For the year ending 31 March 2023, turnover grew by 22 per cent from £345m to £421.1m as pent-up demand was released after the Covid pandemic lockdowns. This enabled the company to rise to 55th place in the latest CN100 table of top contractors.
However, it recorded a £1.7m pre-tax profit for the year ending 31 March 2023, marking a more than threefold decrease on the previous year’s total of £5.5m.
The firm delivered 3.8 million square feet of warehouse space to clients in its 2022/23 financial year and completed 22 jobs overall with 41 others in progress.
Readie Construction paid out £741,000 in dividends in 2022/23 while holding £12.3m in cash. But the firm ended the financial year owing creditors £66.8m falling due within 12 months, plus £3.5m within a longer period.
In its business review that accompanied the accounts, Readie directors stated that the firm had secured £200m of its £350m revenue target for the 2023/24 financial year.
Data from industry intelligence provider Glenigan shows that ongoing Readie projects include a £50m light industrial/storage facility and a £15m warehouse for Henry Boot Developments Essex, plus a £20m warehouse for Amazon in Bristol.
The future of these schemes remained unknown at the time of writing.
Readie Construction operated as a 100 per cent employee-owned trust (EOT), having made the move in March 2021. At the time, its advisor FRP stated that the implementation of an EOT would “provide long-term stability” to the contractor’s employees.
The firm employed a monthly average of 260 people in its most recent financial year, up from 219 the year before.
The Begbies Traynor spokesperson told CN: “The fact that the company is owned by the employee trust does not impact the way in which Begbies will run the administration.”

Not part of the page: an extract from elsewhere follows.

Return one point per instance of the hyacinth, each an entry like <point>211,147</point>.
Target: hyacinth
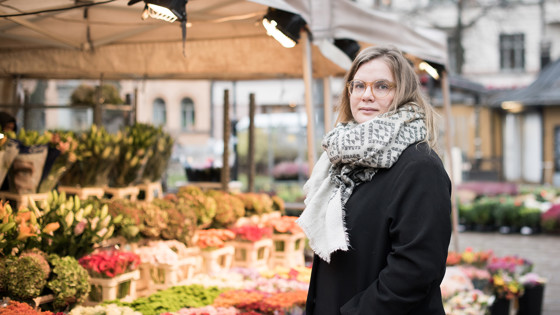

The demise of Readie Construction follows the collapse in the past six months of fellow EOTs Buckingham Group (August 2023) and Michael J Lonsdale (October 2023), leading some industry analysts to question the benefits of employee ownership of construction firms, especially given the thin profit margins that characterise the industry.
Davies said: “You can’t keep ignoring the fact that there’s a bit of a pattern here”. He reiterated his belief that “EOTs and construction are not natural bedfellows”, especially if outgoing dividends exceed a company’s retained reserves of cash.
Another analyst, speaking to CN on condition of anonymity, said: “The key thing is that the best EOTs are run on an arm’s-length basis from the operating company. It gets difficult where you have people with one foot in each camp.”
The analyst added that corporate governance “is going to play an increasingly relevant and important role in anybody’s assessment of what is and what is not a good EOT”, adding: “Rather than just saying this is a construction industry issue, I think it’s a wider governance issue. And that’s what needs to be addressed.”